Le Canard enchaîné, 25 mars 2009, par Igor Capel
Un endroit pour cogiter
Les chemins qu’emprunta Descartes avant de se résoudre à philosopher furent longs et semés d’embûches. Le métier des armes, l’étude des sciences, les voyages, la vie parisienne… autant d’aventures qui le tinrent longtemps éloigné de sa vocation future. Tout cela est dit dans Le Discours de la méthode (1837), ce geste inaugural, mais tardif, de l’entreprise cartésienne. Or la question posée par Bergounioux, ici, n’est pas d’ordre philosophique. Pourquoi, se demande-t-il, ce gentilhomme choisit-il de s’exiler aux Pays-Bas pour poser « l’acte de naissance » du sujet conscient ?
« Au seuil du XVIIe siècle, écrit-il, ils sont quelques-uns, en Europe, à porter sur toute chose un regard différent. » Ainsi Francis Bacon, en Angleterre, qui fonde le principe de toute connaissance sur la recherche des causes.
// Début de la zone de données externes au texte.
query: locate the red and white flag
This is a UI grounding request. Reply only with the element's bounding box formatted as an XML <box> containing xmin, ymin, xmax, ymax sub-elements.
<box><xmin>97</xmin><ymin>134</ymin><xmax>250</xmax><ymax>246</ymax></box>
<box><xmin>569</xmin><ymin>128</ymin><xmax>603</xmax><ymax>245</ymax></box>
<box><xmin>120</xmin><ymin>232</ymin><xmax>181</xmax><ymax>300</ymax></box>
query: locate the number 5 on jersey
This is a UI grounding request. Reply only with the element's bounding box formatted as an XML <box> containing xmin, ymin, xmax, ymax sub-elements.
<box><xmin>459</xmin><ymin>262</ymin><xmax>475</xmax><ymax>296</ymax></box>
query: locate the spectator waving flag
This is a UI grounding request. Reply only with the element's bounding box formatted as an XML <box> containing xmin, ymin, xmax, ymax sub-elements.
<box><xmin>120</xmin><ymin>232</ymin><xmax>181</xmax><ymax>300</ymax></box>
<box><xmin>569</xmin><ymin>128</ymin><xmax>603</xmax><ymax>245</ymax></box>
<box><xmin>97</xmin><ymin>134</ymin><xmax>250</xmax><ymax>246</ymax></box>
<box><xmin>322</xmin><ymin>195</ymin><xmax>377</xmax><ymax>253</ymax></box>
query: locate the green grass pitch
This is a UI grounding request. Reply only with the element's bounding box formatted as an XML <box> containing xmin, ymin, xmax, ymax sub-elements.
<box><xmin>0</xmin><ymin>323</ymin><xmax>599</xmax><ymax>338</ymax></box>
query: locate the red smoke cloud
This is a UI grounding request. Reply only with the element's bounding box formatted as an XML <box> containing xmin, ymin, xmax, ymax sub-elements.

Mais, trop occupé de politique, il s’affranchit de la dure discipline du « régime philosophique ». Au contraire de Spinoza, qui, dans ce qui s’appelle encore les Provinces-Unies, reste fixé sur son ouvrage. Le premier arrive trop tôt, le second trop tard : c’est donc à Descartes qu’il reviendra d’établir les fondements de la raison moderne. Mais pour un Français, dont le pays s’attache surtout à « produire de la littérature », Paris (« cet abrégé du monde ») est un danger : on y préfère l’art de la conversation aux rigueurs de la réflexion. Il faudra du temps à Descartes pour en tirer les conséquences. À savoir l’exil.
Pour Bergounioux (c’est l’écrivain qui parle), cette idée du lieu où écrire revêt une grande importance : pourquoi, s’interroge-t-il, ce Tourangeau ne s’est-il pas retiré dans l’un de ces déserts » que sont alors nos campagnes ? Ou pourquoi n’a-t-il pas choisi l’Italie, destination naturelle pour un Français ? Pourquoi le Nord plutôt que le Sud ? Michelet, plus tard, aura cette réponse : Descartes, Kant, cherchèrent des lieux froids et ternes […] dans l’espoir que la vérité […] se révélerait plus librement au cœur de l’homme. C’est donc aux Pays-Bas, dans « cette mince bande littorale en bordure de la mer du Nord », mais où règnent la paix et la tolérance, que Descartes se soustraira aux ruses du monde sensible pour parvenir à la connaissance impersonnelle des choses. Qui sait, se plaît à imaginer l’auteur, s’il n’y a pas croisé, dans les rues de Leyde, le petit Spinoza donnant la main à son père…
Dans ce bref ouvrage à l’intelligence contagieuse, Bergounioux n’a pas cherché à faire œuvre de philosophe. Mais en quelques pages superbes il réussit à nous conduire jusque dans la « chambre » où se conçut notre bien le plus précieux : le cogito.